Strategies are key. How does she learn? Does she need repetition? Does she need visuals? Does she need instructions broken down into chunks?

The best thing you can do as a parent is to keep up her Self esteem. Find things she IS good at (or just really enjoys! Ballet, tennis, climbing in the park, drawing, singing etc) and make sure she knows that those things are valuable.

keep going little and often with support and keep up the dialogue with school, keep her on everyone’s radar.

I haven’t see the screener, I was told by the SENCO that she discussed the results of the screener with a dyslexia assessor who felt no additional tests were required.

Sorey to ask, how do I learn more about the different strategies I can use?

OP posts:
OhHellolittleone · 09/05/2025 09:10

Ouuc · 08/05/2025 16:19

I haven’t see the screener, I was told by the SENCO that she discussed the results of the screener with a dyslexia assessor who felt no additional tests were required.

Sorey to ask, how do I learn more about the different strategies I can use?

Generally a screening will generate a report (in my experience anyway, to be fair I’ve only ever used 2 different ones, but they are pretty popular). The report will give an overview of relative strengths and weaknesses and a dyslexia index (on GL assessments) which indicates the likelihood of dyslexia. It may also suggest strategies based on the weaknesses. However, your SENCo should be able to suggest strategies that will support your daughter’s learning based on her own understanding of her as well as the report / other assessments they’ve done (for example do they do a HAST(Helen Arkell spelling test) spelling test?).

Obviously I don’t know your daughter, but for example, it might be that she needs to strengthen her working memory, so memory games/ Kim’s game will be useful as well as chunking information. She might benefit from multi sensory spelling strategies such as saying the word phonetically as she writes it or visualising something linked to the spelling pattern.

ask the tutor what strategies they are using and which you can replicate.

Ploeready · 09/05/2025 09:48

Firstly it is great that you are trying to help her. To add my own personal thoughts on this.

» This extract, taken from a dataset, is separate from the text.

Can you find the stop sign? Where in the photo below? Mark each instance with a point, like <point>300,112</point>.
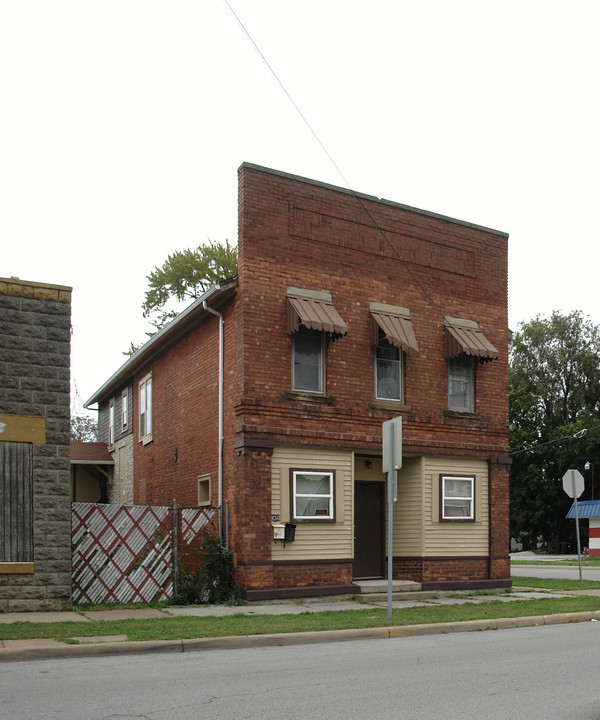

Both you and her need to understand that although she doesn't like reading particularly it is important. It isn't just going to be about reading books or English in school it is about the other subjects too, so she will be doing History and Science for example in primary. Once she gets to secondary that becomes reading, processing and comprehension, answering questions on the text she has just read.

I agree with everyone above saying make time to read to her and her following along with her finger is important, when just listening your mind can wander. In the school my children were in they did Accelerated Reader. Every day they all read their books for 30 minutes, were listened to as they read aloud every week and they were asked questions about the book by the teacher, LSA or me as I volunteered in school. Once they finished the book they sat a quiz on the computer which asked them questions about it. This is to ensure they didn't just read it, but understood it.

This is something that children need to be taught. Ask questions about characters, how do you think Gemma feels about not being invited to the party? Why is Tom happy? Do you think Jessica is a good friend, and why? It helps them learn to look for these things. You can also ask her to find the first word of every new sentence and you write down the word (make it easy for her) so she can see how varied the text it. Look up 20 other words instead of "said", Reading really helps with writing. Accelerated Reader was brought in because the school had a "language deficit", parents are handing over ipads believing it to be a great resource when they play educational games but there is no conversation, no modelling of language which is also why there are so many SaLT interventions going on too.

Some books she may find boring but that is how you find out what you like and what you don't like and sometimes you just have to do things that are boring. I agree with paying for a private assessment of your DD if you can. Schools only really get on board when a child is 2 years behind which I just feel is too far behind and then you are constantly playing catch up.